# electrical... a little showing off



## captdan (May 4, 2012)

As some of you know, I am currently attending a vo tech for marine mechanics. Electrical was not my strong suit going into the class, but now I can say I am comfortable with anything and everything electrical (at least DC wise). 

I wanted to show a before and after pics of a boat I completed....I was a little perturbed seeing that this boat was actually ran like this.... could have caused a fire in less than a count of 1 had the free floating positives touched a ground.....

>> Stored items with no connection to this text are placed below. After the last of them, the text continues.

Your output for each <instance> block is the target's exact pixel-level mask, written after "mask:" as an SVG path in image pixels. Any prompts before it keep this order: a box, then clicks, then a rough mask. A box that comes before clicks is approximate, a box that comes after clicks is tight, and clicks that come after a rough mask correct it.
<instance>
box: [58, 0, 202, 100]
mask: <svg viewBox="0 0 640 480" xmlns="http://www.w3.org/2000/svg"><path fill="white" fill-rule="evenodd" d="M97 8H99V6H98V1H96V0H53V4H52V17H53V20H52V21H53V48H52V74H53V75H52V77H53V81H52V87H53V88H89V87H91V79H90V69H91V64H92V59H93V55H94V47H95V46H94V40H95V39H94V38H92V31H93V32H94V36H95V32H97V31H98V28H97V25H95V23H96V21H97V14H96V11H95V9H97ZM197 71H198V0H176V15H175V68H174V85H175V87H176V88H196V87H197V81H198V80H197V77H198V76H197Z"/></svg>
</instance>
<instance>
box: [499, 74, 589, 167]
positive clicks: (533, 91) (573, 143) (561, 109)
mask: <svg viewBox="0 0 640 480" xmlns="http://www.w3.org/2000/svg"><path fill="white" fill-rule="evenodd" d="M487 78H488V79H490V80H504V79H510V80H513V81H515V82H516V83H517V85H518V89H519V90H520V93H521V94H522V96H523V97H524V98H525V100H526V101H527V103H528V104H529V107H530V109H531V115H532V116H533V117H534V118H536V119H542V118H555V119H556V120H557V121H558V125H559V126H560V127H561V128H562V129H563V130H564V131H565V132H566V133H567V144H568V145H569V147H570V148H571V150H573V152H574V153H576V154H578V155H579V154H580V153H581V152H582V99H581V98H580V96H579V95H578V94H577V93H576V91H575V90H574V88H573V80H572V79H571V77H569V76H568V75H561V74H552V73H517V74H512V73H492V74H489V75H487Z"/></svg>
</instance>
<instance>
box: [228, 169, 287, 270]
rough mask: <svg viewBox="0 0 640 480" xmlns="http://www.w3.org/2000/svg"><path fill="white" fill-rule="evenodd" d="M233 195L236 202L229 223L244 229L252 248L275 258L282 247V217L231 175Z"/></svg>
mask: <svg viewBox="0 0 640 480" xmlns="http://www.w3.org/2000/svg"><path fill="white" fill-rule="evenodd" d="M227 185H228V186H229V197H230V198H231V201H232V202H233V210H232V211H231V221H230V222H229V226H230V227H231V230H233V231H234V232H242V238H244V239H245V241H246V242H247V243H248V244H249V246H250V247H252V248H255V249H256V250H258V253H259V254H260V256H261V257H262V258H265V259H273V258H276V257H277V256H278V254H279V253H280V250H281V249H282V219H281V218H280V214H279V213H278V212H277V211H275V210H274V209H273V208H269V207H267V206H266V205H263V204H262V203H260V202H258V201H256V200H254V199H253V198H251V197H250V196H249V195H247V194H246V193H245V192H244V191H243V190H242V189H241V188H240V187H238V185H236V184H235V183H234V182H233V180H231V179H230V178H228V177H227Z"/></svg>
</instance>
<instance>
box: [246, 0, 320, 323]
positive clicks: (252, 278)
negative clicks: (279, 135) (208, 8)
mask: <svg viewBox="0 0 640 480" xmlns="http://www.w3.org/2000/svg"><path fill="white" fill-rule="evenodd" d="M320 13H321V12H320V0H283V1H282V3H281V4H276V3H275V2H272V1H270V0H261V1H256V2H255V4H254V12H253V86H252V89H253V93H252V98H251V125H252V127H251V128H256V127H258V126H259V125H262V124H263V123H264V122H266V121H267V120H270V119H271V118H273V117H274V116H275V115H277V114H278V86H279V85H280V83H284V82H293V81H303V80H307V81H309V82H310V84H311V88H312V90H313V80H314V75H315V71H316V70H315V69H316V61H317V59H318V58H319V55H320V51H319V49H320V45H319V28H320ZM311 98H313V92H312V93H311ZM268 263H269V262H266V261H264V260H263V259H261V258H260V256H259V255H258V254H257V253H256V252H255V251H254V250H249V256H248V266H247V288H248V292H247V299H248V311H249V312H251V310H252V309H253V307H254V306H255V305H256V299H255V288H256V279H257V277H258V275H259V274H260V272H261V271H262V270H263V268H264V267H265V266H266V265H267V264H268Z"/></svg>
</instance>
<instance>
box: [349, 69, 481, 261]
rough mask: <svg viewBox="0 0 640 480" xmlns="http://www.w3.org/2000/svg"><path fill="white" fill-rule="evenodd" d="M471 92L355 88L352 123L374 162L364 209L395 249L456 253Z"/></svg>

Here goes. this is what i started with:




















after making a custom aluminum panel to incorporate an additional guage and a few more switches/breakers, the end result:


----------



## fish devil (May 4, 2012)

:twisted: WOW, what a difference. Nice work. Should be way easier to troubleshoot if a problem ever occurs.


----------



## Johny25 (May 4, 2012)

Nice job =D>


----------



## Gramps50 (May 4, 2012)

Same boat  

As you know you started with a real mess, The completed job looks real professional, great job.


----------



## Dragonman (May 4, 2012)

That looked rough, nice way to simplify and organize. I would say you are getting you moneys worth at school. =D> =D> =D>


----------



## Bob Landry (May 5, 2012)

Very nice work. Having been in the marine business for 15 years, I've run into a lot of atrocities like that. It's usually a result of an owner adding or replacing equipment with no qualifications to do the job. You'll run into a lot of interesting situations such as hanging wire ends, wire sized incorrectly for the application, and some of the most interesting being different colors of wire, spliced together because that's what Gilliedgan had in his junk box. makes it fun tacing down a problem. Too bad most people don't know what tie-wraps are. They're cheap and they really make the job loook finished.
I picked up a G3 CC a few months ago that had alligator clips on the bilge and bait pump because the boat had sat outside and all of the electrical had corroded and stopped working. It was a salt water boat so that added to the problems. The solution was to rewire the entire boat.


----------



## captdan (May 6, 2012)

thank you guys for the kind words. I was in shock when I saw the positive wires hanging . the owner had removed some breakers to add more switches for the courtesy lights be installed. thank you use household single core copper wire... definitely not the best thing for a marine application. I am glad we got to do the job before the boat burn to the water line. overall I was pleased with the job, and the owner was too...


----------



## Captain Ahab (May 6, 2012)

Dude - that is soem nice work


I love how people do not even bother to use heat shrink fittings - crimp and let 'er fly, what could go wrong?!


----------



## lovedr79 (May 6, 2012)

looks great!


----------



## RivRunR (May 7, 2012)

Wow! Bet that was fun to untangle!
Very nice work there.


----------



## bgeddes (May 7, 2012)

Nice work. You gave the owner a drawing right?


----------



## BOB350RX (May 8, 2012)

NOTHING LIKE A NICE A TIGHT ELEC COMPARTMENT, VERY NICE WORK, I HATE SLOPPY WORK JUST DOSENT CUT IT FOR ME


----------



## captdan (May 12, 2012)

i am amazed at how many people try to rig their own things but dont realize the danger they are putting their ppassangers and themselves in. this os def not the first nor last cluster or birdsnest ill run imto... problem is in real world labor prices, the average guy wouldnt want to shell out the money. just in wires, butt connectors and female disconnects, he had over 200 bucks. add that to the time and it would have been a very expensive job. lucky for him we dont make any profit at the school.... he just paid for parts. he was nice enough to give us some money for pizza


----------



## Dman23 (May 14, 2012)

Holy nice work. That is a heck of a lot of wires. Im glad my electrical system is Much more simple! But if it was like that, id want it how you did it!


----------